Sarayu is among the most ancient and poetic names in the Indian tradition, taken from the Sarayu River — a sacred waterway flowing through the plains of what is now Uttar Pradesh in northern India. In Sanskrit, the name is believed to derive from a root meaning "swift" or "flowing wind," and the river appears in the Rigveda, one of the oldest known texts in any Indo-European language. Ayodhya, the legendary birthplace of Lord Rama, sits on the banks of the Sarayu, making the river inseparable from the Ramayana — one of Hinduism's two great epics.
The name carries unmistakable spiritual resonance. At the culmination of the Ramayana, Rama and countless devotees walk into the Sarayu's waters in an act of divine return, making the river a symbol of moksha — liberation from the cycle of rebirth. To name a daughter Sarayu is to invoke this gentle, flowing holiness: a blessing wrapped in geography and myth.

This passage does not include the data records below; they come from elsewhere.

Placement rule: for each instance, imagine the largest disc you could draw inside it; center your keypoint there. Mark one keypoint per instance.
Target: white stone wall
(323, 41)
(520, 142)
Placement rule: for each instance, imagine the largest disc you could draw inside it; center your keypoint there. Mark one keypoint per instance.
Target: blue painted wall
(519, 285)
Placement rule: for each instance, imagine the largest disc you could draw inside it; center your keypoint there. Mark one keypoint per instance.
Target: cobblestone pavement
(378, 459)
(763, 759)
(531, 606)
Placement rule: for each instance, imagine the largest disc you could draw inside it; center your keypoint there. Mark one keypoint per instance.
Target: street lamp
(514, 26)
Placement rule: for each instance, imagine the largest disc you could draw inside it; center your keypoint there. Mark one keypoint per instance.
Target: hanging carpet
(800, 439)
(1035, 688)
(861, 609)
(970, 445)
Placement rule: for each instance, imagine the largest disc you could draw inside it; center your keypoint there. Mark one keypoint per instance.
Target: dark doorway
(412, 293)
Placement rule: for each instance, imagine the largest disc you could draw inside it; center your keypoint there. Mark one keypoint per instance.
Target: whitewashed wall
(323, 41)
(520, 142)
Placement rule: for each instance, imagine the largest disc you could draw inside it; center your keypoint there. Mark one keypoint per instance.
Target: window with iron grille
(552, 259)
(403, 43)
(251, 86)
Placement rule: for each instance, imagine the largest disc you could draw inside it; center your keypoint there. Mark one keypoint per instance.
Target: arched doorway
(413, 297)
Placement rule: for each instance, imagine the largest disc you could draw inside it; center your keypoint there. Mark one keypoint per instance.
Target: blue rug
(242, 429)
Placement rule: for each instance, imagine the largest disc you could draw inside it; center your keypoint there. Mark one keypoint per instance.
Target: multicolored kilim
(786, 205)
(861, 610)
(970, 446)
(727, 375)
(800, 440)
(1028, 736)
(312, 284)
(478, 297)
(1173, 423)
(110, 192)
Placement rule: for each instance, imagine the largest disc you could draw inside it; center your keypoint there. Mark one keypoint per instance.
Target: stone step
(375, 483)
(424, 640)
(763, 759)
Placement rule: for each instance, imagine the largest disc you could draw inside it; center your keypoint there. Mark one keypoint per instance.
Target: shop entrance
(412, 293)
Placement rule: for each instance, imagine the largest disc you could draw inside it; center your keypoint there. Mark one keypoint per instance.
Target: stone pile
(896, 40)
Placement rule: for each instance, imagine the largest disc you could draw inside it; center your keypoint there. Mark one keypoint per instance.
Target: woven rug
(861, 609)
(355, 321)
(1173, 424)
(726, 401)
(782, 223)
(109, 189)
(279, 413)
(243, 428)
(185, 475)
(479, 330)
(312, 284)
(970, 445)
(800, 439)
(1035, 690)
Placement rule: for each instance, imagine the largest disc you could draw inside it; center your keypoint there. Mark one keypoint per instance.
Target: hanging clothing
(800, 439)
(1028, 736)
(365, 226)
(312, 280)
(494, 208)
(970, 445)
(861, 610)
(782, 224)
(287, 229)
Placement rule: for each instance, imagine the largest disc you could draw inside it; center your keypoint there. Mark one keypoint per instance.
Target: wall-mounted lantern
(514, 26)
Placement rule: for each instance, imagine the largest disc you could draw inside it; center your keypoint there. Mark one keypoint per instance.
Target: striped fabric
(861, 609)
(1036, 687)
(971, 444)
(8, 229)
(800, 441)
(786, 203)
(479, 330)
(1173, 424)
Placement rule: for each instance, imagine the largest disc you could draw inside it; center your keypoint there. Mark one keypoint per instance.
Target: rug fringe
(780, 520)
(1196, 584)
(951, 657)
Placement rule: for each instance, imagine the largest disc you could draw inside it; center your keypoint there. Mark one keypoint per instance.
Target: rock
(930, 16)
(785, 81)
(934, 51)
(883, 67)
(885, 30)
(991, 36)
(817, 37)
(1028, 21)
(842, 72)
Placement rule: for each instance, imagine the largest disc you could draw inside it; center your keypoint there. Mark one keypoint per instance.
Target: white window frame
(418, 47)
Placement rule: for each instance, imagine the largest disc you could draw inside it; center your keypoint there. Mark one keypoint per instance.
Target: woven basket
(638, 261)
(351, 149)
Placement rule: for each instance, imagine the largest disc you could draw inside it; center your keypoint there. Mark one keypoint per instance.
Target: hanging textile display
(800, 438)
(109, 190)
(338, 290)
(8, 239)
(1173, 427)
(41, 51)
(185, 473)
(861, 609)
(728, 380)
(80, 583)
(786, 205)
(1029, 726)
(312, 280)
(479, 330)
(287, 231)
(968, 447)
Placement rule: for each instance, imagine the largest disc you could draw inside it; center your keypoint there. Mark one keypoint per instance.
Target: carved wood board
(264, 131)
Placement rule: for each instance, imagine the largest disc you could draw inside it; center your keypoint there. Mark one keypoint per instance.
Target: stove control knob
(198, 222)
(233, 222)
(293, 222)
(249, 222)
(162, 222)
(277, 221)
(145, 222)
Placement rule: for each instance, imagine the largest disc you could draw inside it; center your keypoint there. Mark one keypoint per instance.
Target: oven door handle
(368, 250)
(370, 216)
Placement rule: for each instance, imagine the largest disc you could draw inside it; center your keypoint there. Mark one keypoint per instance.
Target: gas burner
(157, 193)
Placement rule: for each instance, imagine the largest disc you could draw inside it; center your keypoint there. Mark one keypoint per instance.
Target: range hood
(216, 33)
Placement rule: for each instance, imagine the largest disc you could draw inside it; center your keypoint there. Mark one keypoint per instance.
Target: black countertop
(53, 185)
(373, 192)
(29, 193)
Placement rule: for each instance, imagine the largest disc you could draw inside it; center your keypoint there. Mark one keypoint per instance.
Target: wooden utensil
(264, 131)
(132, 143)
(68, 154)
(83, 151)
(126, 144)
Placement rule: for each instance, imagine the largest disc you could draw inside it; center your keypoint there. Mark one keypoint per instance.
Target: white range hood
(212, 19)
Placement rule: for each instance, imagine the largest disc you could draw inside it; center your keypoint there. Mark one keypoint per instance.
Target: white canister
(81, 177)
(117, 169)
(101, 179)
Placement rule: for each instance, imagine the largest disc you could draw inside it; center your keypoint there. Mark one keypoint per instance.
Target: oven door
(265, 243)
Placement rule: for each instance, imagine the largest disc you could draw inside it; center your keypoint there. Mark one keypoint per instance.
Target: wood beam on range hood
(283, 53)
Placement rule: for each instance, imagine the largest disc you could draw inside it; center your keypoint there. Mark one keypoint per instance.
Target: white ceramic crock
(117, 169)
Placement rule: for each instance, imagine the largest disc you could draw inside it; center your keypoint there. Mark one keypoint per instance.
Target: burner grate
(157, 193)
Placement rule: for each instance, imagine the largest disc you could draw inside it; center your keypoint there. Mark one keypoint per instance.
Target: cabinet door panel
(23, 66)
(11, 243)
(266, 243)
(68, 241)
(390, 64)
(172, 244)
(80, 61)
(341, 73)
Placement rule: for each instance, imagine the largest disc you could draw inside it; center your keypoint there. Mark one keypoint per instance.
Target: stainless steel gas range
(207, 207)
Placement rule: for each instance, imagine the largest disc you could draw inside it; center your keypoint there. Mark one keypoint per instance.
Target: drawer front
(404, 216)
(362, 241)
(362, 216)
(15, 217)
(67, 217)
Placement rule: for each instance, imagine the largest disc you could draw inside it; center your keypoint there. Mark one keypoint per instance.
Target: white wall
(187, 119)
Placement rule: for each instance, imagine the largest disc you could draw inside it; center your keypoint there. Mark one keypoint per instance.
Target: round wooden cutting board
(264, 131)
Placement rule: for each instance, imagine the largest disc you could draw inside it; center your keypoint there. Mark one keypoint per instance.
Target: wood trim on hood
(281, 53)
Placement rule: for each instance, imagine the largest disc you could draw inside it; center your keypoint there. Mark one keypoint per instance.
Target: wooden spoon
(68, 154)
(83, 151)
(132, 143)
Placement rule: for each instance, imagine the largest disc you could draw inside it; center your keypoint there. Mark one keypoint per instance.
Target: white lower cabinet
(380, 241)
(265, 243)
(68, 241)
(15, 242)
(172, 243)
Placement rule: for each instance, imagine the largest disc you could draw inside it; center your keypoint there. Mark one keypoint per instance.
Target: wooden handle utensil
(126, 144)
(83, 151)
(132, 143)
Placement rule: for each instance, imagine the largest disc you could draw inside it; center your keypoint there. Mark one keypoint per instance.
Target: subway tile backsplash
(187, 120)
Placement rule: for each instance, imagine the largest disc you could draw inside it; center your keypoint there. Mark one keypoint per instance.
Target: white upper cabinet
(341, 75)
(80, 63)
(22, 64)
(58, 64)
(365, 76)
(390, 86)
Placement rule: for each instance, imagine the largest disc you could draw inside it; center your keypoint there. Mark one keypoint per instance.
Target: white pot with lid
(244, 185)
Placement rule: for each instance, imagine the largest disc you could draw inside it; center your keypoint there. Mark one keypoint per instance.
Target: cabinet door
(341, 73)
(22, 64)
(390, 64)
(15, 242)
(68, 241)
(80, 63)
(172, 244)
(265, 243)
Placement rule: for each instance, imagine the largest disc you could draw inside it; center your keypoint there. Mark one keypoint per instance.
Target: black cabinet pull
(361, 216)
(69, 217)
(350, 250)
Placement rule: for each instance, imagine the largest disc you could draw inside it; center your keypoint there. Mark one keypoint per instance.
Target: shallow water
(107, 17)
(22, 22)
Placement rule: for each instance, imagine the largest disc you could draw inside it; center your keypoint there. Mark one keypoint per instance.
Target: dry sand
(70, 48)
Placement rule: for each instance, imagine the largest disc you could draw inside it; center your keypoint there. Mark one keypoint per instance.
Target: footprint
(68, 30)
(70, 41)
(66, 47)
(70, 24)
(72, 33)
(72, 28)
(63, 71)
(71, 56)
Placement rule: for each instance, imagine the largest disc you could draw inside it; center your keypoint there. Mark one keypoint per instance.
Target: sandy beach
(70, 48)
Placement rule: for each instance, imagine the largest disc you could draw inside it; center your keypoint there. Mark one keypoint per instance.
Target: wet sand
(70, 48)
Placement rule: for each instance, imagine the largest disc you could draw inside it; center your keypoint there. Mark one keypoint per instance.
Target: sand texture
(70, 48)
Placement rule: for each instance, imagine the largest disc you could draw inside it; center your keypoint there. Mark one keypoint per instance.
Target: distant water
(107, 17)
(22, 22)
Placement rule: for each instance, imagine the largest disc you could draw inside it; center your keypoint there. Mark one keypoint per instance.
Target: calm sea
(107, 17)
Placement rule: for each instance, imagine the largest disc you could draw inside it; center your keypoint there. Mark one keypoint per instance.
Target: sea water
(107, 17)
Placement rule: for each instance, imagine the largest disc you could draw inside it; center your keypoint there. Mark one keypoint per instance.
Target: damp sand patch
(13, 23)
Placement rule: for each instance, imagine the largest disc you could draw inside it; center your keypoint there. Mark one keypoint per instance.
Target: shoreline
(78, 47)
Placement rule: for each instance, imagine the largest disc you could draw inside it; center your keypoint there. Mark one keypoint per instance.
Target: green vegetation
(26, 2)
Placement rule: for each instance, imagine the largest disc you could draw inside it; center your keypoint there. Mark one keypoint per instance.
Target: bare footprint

In modern India, Sarayu is used predominantly among Hindu families in northern and western India, appreciated for its classical femininity and literary weight. It gained renewed cultural attention in recent years through media and literature that revisit Ramayana traditions. Outside India, it has traveled with the diaspora, a name that holds a complete mythology in five syllables — and sounds, to unacquainted ears, simply luminous.